Well look at that: the cat isn't trying to kill me as originally thought when the act of cleaning my face almost sent me to the hospital. My bad on the accusation front because it turns out it's my daughter who is trying to do something to the cat and he was probably hiding from her when he made face washing deadly. And I'm not sure exactly what my daughter is up to but here's an example:
Today I caught her trying to duct tape the cat to the coffee table and because he's a cat, he slept through a majority of the crime. But basically she started to tape his napping a*s down like a druid sacrifice and he really didn't notice until I yelled "DON'T DUCT TAPE THE CAT TO THE COFFEE TABLE PLEASE!" [points for remembering to use my manners but immediately lose points for using my outside voice]
Let me tell you: the cat caught on quickly that something was amiss.
Of course why was my daughter playing with duct tape? I think it's part of her tiny bag of tricks.
Literally, she has has this tiny bag that I must check daily because OH MY WORD the things I find in there e.g. tape. Or pictures of my huge pregnant belly which are totally NSFNS (not safe for nursery school) yet somehow made it to the hands of her classmate recently.
Now those little kids sure do crack me up and sometimes they might act totally clueless or nonchalant but nothing slips by them.
And while it really makes my heart sing to hear a kid refer to me as "Gigi's Mom" as in: "Gigi-Mom, why so big in that picture? You're huuuuge", I also must state the obvious: kids are brutal, BRUTAL I say! I think I told them all to cut me some slack and oh look, is that an ant?
If that ant hadn't worked I'm sure I would have gone on the defensive and explained that sure it took me three years to lose the thirty plus kilos (*cough* 70 lbs) that I gained thanks to my pregnancy support team of Ben and Jerry but I'm close enough now so whatever. And because it worked so well many times before, Ben and Jerry have once again generously offered their support in cooperation with Team Lays who have pledged to build a bigger and better motherbumper. So far I'm resisting but dammit, I feel some weakness coming on (must remain strong because I love my new jeans dammit.)

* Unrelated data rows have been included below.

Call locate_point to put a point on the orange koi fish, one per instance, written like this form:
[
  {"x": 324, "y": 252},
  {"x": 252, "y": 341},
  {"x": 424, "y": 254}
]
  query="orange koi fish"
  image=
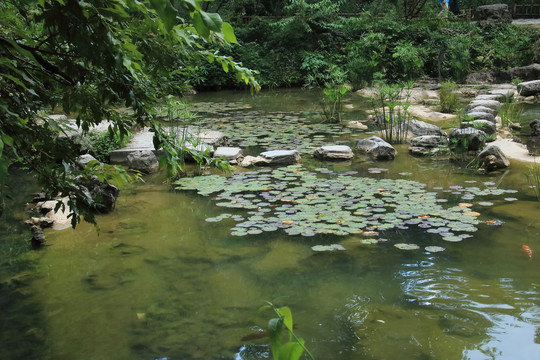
[{"x": 527, "y": 250}]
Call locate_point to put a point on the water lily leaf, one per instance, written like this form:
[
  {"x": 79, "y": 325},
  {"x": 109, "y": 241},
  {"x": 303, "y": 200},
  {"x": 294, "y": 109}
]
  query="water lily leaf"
[
  {"x": 332, "y": 247},
  {"x": 452, "y": 238},
  {"x": 434, "y": 248},
  {"x": 403, "y": 246}
]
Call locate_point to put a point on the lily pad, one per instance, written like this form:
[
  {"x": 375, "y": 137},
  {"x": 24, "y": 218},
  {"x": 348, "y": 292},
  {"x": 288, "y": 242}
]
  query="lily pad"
[
  {"x": 434, "y": 248},
  {"x": 403, "y": 246},
  {"x": 333, "y": 247}
]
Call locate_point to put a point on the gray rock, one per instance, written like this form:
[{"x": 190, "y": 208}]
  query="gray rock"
[
  {"x": 416, "y": 128},
  {"x": 533, "y": 143},
  {"x": 210, "y": 137},
  {"x": 496, "y": 13},
  {"x": 84, "y": 159},
  {"x": 101, "y": 196},
  {"x": 466, "y": 140},
  {"x": 484, "y": 109},
  {"x": 274, "y": 157},
  {"x": 486, "y": 126},
  {"x": 280, "y": 157},
  {"x": 143, "y": 160},
  {"x": 492, "y": 104},
  {"x": 477, "y": 115},
  {"x": 428, "y": 145},
  {"x": 483, "y": 77},
  {"x": 492, "y": 159},
  {"x": 489, "y": 97},
  {"x": 229, "y": 153},
  {"x": 334, "y": 152},
  {"x": 504, "y": 95},
  {"x": 377, "y": 148},
  {"x": 529, "y": 88},
  {"x": 526, "y": 73}
]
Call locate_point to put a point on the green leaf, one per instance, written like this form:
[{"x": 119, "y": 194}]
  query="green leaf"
[
  {"x": 212, "y": 21},
  {"x": 8, "y": 140},
  {"x": 275, "y": 326},
  {"x": 285, "y": 311},
  {"x": 228, "y": 33},
  {"x": 166, "y": 12},
  {"x": 291, "y": 350},
  {"x": 199, "y": 25}
]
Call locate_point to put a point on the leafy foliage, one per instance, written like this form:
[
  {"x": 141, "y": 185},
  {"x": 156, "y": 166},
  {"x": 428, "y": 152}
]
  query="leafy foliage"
[
  {"x": 294, "y": 347},
  {"x": 89, "y": 57},
  {"x": 391, "y": 107}
]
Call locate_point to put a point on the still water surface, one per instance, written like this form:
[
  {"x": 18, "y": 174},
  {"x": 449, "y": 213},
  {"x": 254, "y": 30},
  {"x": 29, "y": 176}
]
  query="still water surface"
[{"x": 158, "y": 281}]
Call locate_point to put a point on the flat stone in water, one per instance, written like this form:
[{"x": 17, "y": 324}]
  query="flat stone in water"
[
  {"x": 228, "y": 153},
  {"x": 334, "y": 152}
]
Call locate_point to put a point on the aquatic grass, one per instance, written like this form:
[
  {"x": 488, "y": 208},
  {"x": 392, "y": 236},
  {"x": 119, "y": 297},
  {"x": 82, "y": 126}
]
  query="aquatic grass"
[
  {"x": 391, "y": 108},
  {"x": 307, "y": 203}
]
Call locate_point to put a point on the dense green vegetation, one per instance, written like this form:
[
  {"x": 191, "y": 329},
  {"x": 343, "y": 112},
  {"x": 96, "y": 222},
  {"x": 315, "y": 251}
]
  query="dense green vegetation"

Anyhow, from the better late than never files:
The following people won free rice in the Let Them Eat Rice draw and you can clearly see I used a totally on the up-and-up process called "too damn lazy to write numbers on paper" or maybe the "look at me being all green - if you ignore how much electricity it took to power the laptop in order to actually generate the numbers versus how much human energy it would have required to just use a scrap of biodegradable paper and some ink to randomly pick five numbers out of a hat" process.
Winners! You are all WINNERS! of rice!
7 - where there's a willer...
9 - cool zebras
10 - playa minded
4 - cheaper than therapy
11 - mama tulip
And the world said I never gave it anything but shit shine and shinola. Take that world.